Internships. The most undervalued opportunity to not only get a job, but also grow and learn massively (for free) in a short amount of time. An internship can change the course of your career, but only if you know how to do it right.
Most of us have a wrong understanding of what internships are. They’re not here to serve you, but they exist for you to soak up as much as you can, to prove yourself and gain entry to an exclusive playground of mentorship and opportunities. Whatever your age, it’s never too late for an internship. Here’s how to get the most out of them.
1. Treat it like a real job.
This is a given, but you should assume your internship will lead to a permanent job. Show the effort and dedication of a new full-time employee, not someone who’s just trying to check a box or fulfill a class credit. Make yourself indispensable so the end of your internship feels like a tangible loss to your team. Make them want to keep you.
2. Find your own work to do.
You don’t want to be that annoying intern always saying, “Hey guys, I’m bored. Anything you want me to do?” That person is a burden rather than a help, because everyone feels like it’s more work to explain or delegate a task than just do it themselves.
Observe keenly and listen for every opportunity to take on more work — especially the tasks nobody else wants to do. Be useful. Go out of your way to do even the lowest tasks on the totem pole humbly and with joy, whether it’s emptying the office dishwasher, organizing files on the server or brewing the first pot of coffee every morning. Those tasks seem small and menial, but people will appreciate your attitude and effort – I promise.
Once you’ve proven yourself with the small tasks, ask for work you could put into your portfolio. Volunteer to help on the big projects even in small ways. You can share those projects in your portfolio as long as you explain your role and provide proper credit to the full team.
3. Go above and beyond.
When someone gives you a specific task or project, don’t just put in the minimal amount of work to get the job done. If someone asks you to give 100%, give 150%. You’re trying to prove yourself and you have all the resources, tools and people you need within reach. Take everything you can.
If you’re designing spec work, present it like your employer is your client. Explain your thought process and why you made the decisions you did. If you have time, explore an idea as far as you can take it; try new angles or even share a few options.
This is your time to try everything and risk failure. Don’t be afraid to step out and accept a task you’re not quite sure how to do. Figure it out as you go and ask questions along the way (you’re basically getting free education here, or maybe you’re even getting PAID, just to learn). As an intern you have more freedom to explore what you enjoy, collaborate across teams and touch high-level work you might not even be qualified to do. An internship is your playground, so have fun with it.

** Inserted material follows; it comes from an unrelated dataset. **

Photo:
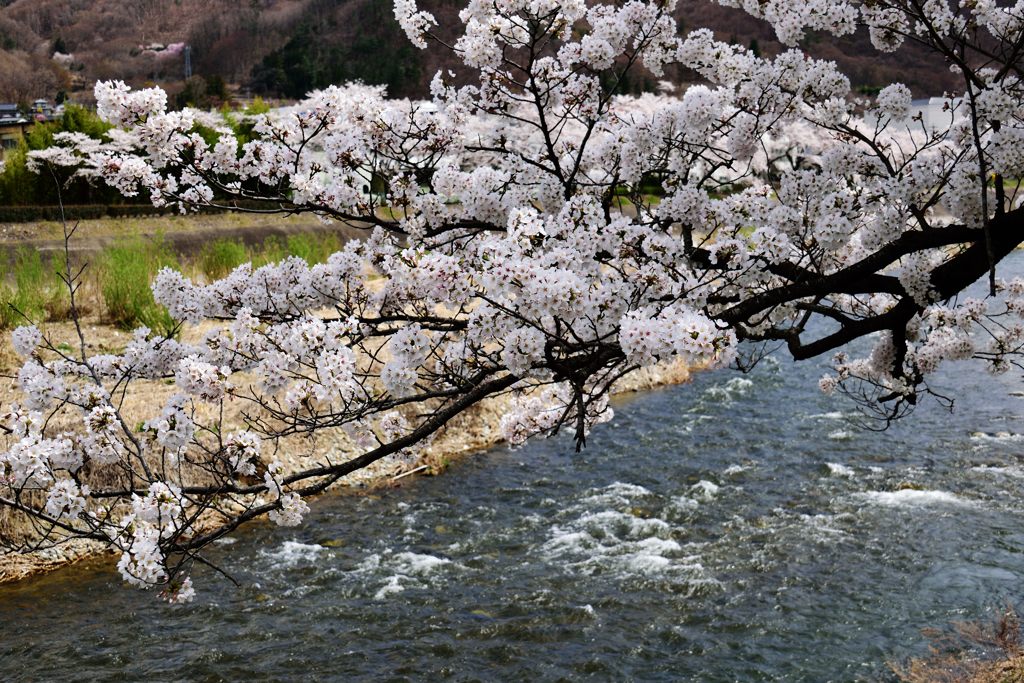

4. Remember you are not the expert.
You are here to learn – that’s the point. So swallow your pride and open yourself to soaking in as much as you can, whether or not you think you know already. Accept feedback or advice gracefully and apply it as best as you can.
5. Don’t make the same mistakes twice, or make someone teach you something twice.
On that note, read #6.
6. Take notes religiously.
This is helpful for many reasons:
- You’re often learning and moving fast as an intern; you may think you’ll remember later but you might not, and you don’t ever want to ask the same questions twice.
- Most people absorb information better when they take notes, especially if you have to process them for the team to read later.
- Your notes could serve as a helpful guide to other interns in the future, which will leaving a lasting impression of you at your workplace.
7. Show your appreciation and ask for a recommendation BEFORE you leave.
Thank every person who helped you along the way and be sure to trade contact information so you can stay connected.
And request a letter of recommendation at least a week before your internship ends. It’s much easier to get what you need while you can remind your boss in person, rather than sending polite / desperate email reminders later.
8. If you can afford it, do a free internship.
I know this is not common advice and no one should ask you to work for free, but staying open to unpaid or low paid internships can lead to more possibilities than you might experience otherwise. And this piece of advice is more for those who are switching careers rather than students. Of course it doesn’t hurt to ask for a paid internship and you don’t want anyone to take advantage of you, but if you really like a specific studio’s work or admire a specific person in the industry and want to get your foot in the door, do whatever it takes and then prove you’re worth paying full-time.
But once again, before you read this the wrong way: NO ONE should ask you or expect you to work for free. I personally did many free or low paid internships simply because I reached out to a mentor who wouldn’t accept internships in general, so I offered to show up for free part time and soak up everything I could. If someone would ask you to work for free in the first place, that’s a red flag. It always depends on the scenario, but I wanted to include this advice here, even if some might misinterpret it.
Of course, some internships are more valuable than others, but I believe we miss out when we think of internships as settling or fulfilling some obligation. Through an internship, we’re getting a shortcut to a company’s resources, wisdom and clients. If we look at it that way, internships seem almost too good to be true.